April DeConick chimes in with a four-point commentary, and I agree particularly with the third:
"What matters for the historical study of early Christianity is that the early Christians thought/ believed/ promoted/ remembered/ taught that Jesus had risen, not whether it 'really' happened. It is the belief that is foundational to understand the early Christian movement. It tells us that it was an apocalyptic movement with strong eschatological factors, including the belief that Jesus' resurrection had begun the events of the last days..."That's right. What the disciples believed to have happened should be the crucial question for historians. What actually happened (or did not happen, as the case may be) may be of more burning interest to theologians and scientists.
But Wright is a theologian as much as a historian, as we all know. It's always amazed me how he thinks the lack of precedent for Jesus' resurrection historically validates it. I.e. That since Jewish tradition didn't provide for an individual's resurrection before the end -- especially for a messiah who had gone down in shame -- the Christians wouldn't have made such a far-fetched claim, unless it were actually true. Wright has a very poor understanding of human behavior. People from all cultures make wild and far-fetched claims all the time to cope with crushed spirits. Self-delusion is essential to the human condition.
On the other hand, I've made it plain in the past that I agree with Wright that the early Christians wouldn't have claimed Jesus was raised from the dead unless they really believed it to be true -- but not because they were incapable of being wildly inventive, rather because there was no reason for them to be so inventive at this point. Dale Allison (Resurrecting Jesus) points out that people resort to wild revisionism when expectations fail, and the disciples' expectations hadn't failed.

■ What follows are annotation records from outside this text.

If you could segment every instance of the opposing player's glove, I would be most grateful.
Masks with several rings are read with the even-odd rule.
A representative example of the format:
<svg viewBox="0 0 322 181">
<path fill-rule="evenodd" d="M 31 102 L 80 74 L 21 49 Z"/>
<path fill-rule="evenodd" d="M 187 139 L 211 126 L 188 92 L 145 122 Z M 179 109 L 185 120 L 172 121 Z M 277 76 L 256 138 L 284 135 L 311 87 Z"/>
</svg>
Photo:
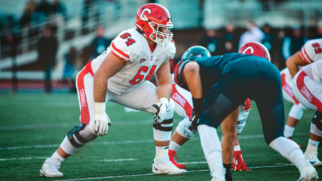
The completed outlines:
<svg viewBox="0 0 322 181">
<path fill-rule="evenodd" d="M 159 102 L 152 105 L 156 109 L 156 112 L 153 119 L 153 122 L 155 124 L 159 124 L 164 120 L 168 103 L 168 99 L 163 97 L 159 100 Z"/>
<path fill-rule="evenodd" d="M 192 102 L 194 104 L 194 110 L 192 110 L 192 117 L 190 119 L 190 126 L 188 128 L 193 130 L 197 130 L 199 119 L 202 112 L 202 104 L 204 103 L 202 98 L 195 99 L 192 97 Z"/>
<path fill-rule="evenodd" d="M 105 102 L 95 102 L 95 134 L 103 136 L 106 134 L 111 121 L 105 112 Z"/>
<path fill-rule="evenodd" d="M 233 161 L 232 169 L 234 171 L 251 171 L 251 170 L 248 168 L 246 165 L 245 160 L 242 155 L 242 151 L 236 151 L 234 152 L 234 157 L 232 160 Z"/>
<path fill-rule="evenodd" d="M 249 98 L 247 98 L 244 103 L 243 103 L 242 105 L 243 106 L 242 107 L 242 109 L 243 111 L 247 112 L 250 110 L 251 107 L 251 103 Z"/>
</svg>

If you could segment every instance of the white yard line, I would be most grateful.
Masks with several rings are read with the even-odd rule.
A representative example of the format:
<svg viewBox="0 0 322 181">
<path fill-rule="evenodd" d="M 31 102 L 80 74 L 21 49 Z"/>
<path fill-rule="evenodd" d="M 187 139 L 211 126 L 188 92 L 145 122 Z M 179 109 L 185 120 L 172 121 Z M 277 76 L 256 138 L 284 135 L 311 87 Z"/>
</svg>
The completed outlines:
<svg viewBox="0 0 322 181">
<path fill-rule="evenodd" d="M 203 163 L 204 162 L 191 162 L 192 163 L 198 163 L 202 162 Z M 185 163 L 186 164 L 187 163 Z M 194 164 L 192 163 L 192 164 Z M 287 167 L 289 166 L 292 166 L 293 165 L 291 164 L 283 164 L 283 163 L 279 163 L 276 164 L 276 165 L 272 165 L 272 166 L 262 166 L 261 167 L 249 167 L 250 168 L 270 168 L 272 167 Z M 187 171 L 187 172 L 206 172 L 209 171 L 209 170 L 191 170 L 190 171 Z M 59 180 L 59 181 L 73 181 L 74 180 L 92 180 L 93 179 L 103 179 L 104 178 L 121 178 L 122 177 L 132 177 L 134 176 L 147 176 L 149 175 L 154 175 L 153 174 L 138 174 L 138 175 L 123 175 L 123 176 L 105 176 L 104 177 L 96 177 L 95 178 L 76 178 L 75 179 L 68 179 L 66 180 Z M 57 181 L 57 180 L 54 180 L 53 181 Z"/>
</svg>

Jesus' shameful execution squared with what they were told to look for in the tribulation period: suffering, persecution, and death. It would have demoralized them to be sure, but ultimately taken as part of the apocalyptic drama ("it would have put them down but not out", as Allison says). They would have continued to hope for the end of all things, at which point their messiah would be raised and vindicated along with the rest of the righteous. The empty tomb interrupted that hope.
So Wright is sometimes Right, but for Wrong reasons.